Accepted into hardy-proposed. Please test the packages from the archive and give feedback here. Thank you!

Changed in hal:
status: In Progress → Fix Committed
Revision history for this message
finlay (finlay-moeraki) wrote :

After upgrading from gutsy to hardy I experienced this problem of hald not starting and avahi-daemon also not starting. I redid the symlinks for hal (12->24) and gdm (13->30) but that didn't cure the problem.

Starting hald manually indicated that it was failing while trying to open /usr/local/var/run/dbus/system_bus_socket. In desperation I symlinked /usr/local/var/run/dbus/system_bus_socket to /var/run/dbus/system_bus_socket.
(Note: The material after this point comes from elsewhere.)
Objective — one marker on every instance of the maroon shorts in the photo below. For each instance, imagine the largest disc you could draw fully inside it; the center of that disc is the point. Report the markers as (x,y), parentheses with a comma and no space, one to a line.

That seemed to cure my problem. I don't know why /usr/local/var/run/dbus/system_bus_socket is needed.

Revision history for this message
Martin Pitt (pitti) wrote :

hi finlay,

finlay [2008-04-30 11:59 -0000]:
> Starting hald manually indicated that it was failing while trying to
> open /usr/local/var/run/dbus/system_bus_socket.
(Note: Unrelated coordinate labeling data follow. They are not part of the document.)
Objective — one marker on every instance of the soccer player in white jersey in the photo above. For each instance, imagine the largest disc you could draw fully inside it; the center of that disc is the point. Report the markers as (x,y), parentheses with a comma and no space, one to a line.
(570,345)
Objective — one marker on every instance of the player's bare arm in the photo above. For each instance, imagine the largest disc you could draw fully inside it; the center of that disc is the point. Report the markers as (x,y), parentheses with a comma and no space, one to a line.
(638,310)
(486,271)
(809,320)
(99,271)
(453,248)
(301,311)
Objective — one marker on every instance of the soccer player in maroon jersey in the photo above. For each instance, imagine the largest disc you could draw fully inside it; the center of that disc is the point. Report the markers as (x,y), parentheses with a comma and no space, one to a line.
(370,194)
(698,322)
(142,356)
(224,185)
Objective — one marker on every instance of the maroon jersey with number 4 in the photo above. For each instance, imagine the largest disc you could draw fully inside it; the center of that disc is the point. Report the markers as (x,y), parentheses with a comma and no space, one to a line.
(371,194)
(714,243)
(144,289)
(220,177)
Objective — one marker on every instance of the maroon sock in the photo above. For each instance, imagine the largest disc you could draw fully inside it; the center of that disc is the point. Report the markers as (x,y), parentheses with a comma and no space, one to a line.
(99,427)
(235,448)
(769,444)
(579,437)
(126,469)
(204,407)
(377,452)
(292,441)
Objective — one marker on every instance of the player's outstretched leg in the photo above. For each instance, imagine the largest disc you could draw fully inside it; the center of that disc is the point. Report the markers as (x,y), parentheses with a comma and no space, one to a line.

Ugh, how weird. That's an entirely different issue then, can you
please file a new bug with the hal log? Thank you!

Revision history for this message
petit-prince (petit-prince) wrote :

Martin,

just tested the new version in hardy-proposed. Works like a charme. Good job!

Thanks,
Daniel

Revision history for this message
Brian Murray (brian-murray) wrote :

I recreated the problem using hal package version 0.5.11~rc2-1ubuntu7 from Hardy. I then installed package version 0.5.11~rc2-1ubuntu8 from hardy-proposed and the symlinks were set properly.
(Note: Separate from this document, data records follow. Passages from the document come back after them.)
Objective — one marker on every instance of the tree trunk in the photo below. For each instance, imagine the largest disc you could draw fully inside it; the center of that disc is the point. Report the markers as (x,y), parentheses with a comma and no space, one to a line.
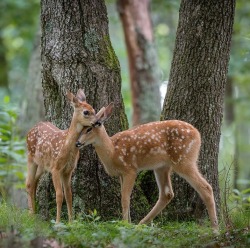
(4,83)
(196,89)
(77,53)
(142,58)
(33,104)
I did not use the CONCURRENCY=shell option as it wasn't clear to from the test case what to look for.

description: updated
Revision history for this message
a09uj (giyuaasd) wrote :

I'm experiencing the same problem.
I tried many workaround but none seemed to work.
Here are my rc2.d links:
[...]
S12dbus -> ../init.d/dbus
[...]
S13hal -> ../init.d/hal
[...]
S30gdm -> ../init.d/gdm
[...]

I tried to reinstall hal, using
#sudo aptitude reinstall hal
but it not worked because hald cannot find the required file: /var/run/dbus/system_bus_socket indeed the directory is EMPTY!!!
Any suggestion about how to solve this annoying problem?

Revision history for this message
a09uj (giyuaasd) wrote :

I just noticed that /var/run/dbus/system_bus_socket was hidden.
By the way it cannot be found by the hal.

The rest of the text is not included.